Referring to fig. 5, a flowchart of a multi-label classification method for an image according to an exemplary embodiment of the present application is shown. The embodiment takes the execution subject as an electronic device as an example for explanation. The method comprises the following steps:
step 501: the electronic device obtains a target image to be classified.
And the target image to be classified is an image which is not subjected to label classification in the album.
In one possible implementation, the electronic device performs labeling of the image tag each time an image is added to the album. And in response to the newly added image in the album, the electronic equipment takes the newly added image as a target image to be classified. For example, when a user takes a photo and adds a new photo in the album, the electronic device obtains the new photo and uses the new photo as a target image to be classified.
In another possible implementation manner, the electronic device only performs the labeling of the image tag when an image is newly added to the album and the electric quantity of the electronic device is sufficient. And responding to the newly added image in the album and the electronic equipment in the charging state, acquiring the newly added image by the electronic equipment, and taking the newly added image as a target image to be classified. For example, the electronic device is a terminal, and in order to save the electric quantity of the terminal, the electronic device obtains at least one newly added photo in the album when being in a charging state, so that the electric quantity of the electronic device is saved.
In another possible implementation manner, when the user performs image search, the electronic device performs annotation of the image tag; in response to receiving the search request, the electronic device obtains the images in the album which are not subjected to the label classification, and takes the images which are not subjected to the label classification as target images.
In the embodiment of the application, the target images to be classified are acquired in a real-time acquisition mode or an energy-saving acquisition mode when the electronic equipment is in a charging state, so that the newly added images are separated in time, and the electric quantity of the electronic equipment is saved.
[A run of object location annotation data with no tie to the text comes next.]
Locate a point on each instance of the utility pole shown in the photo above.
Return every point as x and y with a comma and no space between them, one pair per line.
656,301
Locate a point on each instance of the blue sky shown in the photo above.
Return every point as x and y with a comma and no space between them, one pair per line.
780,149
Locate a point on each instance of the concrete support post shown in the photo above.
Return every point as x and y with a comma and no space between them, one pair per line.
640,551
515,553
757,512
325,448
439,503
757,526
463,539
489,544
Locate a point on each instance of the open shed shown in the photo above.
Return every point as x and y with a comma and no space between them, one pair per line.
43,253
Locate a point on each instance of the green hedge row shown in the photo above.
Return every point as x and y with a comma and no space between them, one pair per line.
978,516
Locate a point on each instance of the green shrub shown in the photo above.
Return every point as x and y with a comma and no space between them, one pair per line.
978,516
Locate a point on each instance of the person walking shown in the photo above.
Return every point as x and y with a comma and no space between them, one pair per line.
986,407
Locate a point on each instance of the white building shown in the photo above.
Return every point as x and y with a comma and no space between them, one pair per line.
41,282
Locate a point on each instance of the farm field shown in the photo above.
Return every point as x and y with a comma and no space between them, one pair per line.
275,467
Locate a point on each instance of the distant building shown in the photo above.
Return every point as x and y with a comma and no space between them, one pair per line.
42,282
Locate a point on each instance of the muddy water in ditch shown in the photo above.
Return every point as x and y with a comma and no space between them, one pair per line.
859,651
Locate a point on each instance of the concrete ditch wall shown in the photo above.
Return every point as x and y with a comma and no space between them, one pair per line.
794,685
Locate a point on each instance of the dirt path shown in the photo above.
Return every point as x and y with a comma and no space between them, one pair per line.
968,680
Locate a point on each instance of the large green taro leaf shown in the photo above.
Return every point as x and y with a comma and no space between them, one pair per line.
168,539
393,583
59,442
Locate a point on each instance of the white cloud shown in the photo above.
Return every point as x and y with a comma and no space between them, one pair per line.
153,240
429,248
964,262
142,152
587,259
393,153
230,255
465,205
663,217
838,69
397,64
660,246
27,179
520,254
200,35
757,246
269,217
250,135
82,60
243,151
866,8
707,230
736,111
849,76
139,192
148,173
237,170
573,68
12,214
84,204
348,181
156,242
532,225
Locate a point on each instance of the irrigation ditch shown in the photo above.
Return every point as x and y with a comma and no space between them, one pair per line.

Step 502: and the electronic equipment performs label classification on the target image through the second multi-label classification model to determine a plurality of third labels.
The electronic equipment inputs the target image into the second multi-label classification model and outputs a plurality of third labels of the target image. For example, fig. 6 is a target image including a plurality of objects, i.e., beach, sun, cloud, island, bird, tree. The input of the second multi-label classification model is a target image, the first classification module performs feature extraction on the target image to obtain image features, the second classification module converts the image features to obtain a plurality of third labels, namely, a beach, a sun, a cloud, an island, a bird and a tree, and the output of the second multi-label classification model is the third labels. The electronic device classifies the target image according to the third tags, for example, if the tags all belong to a "landscape" category, the electronic device adds the target image to the "landscape" category, so that the electronic device displays the target image on the display interface in response to the user inputting the keyword "landscape".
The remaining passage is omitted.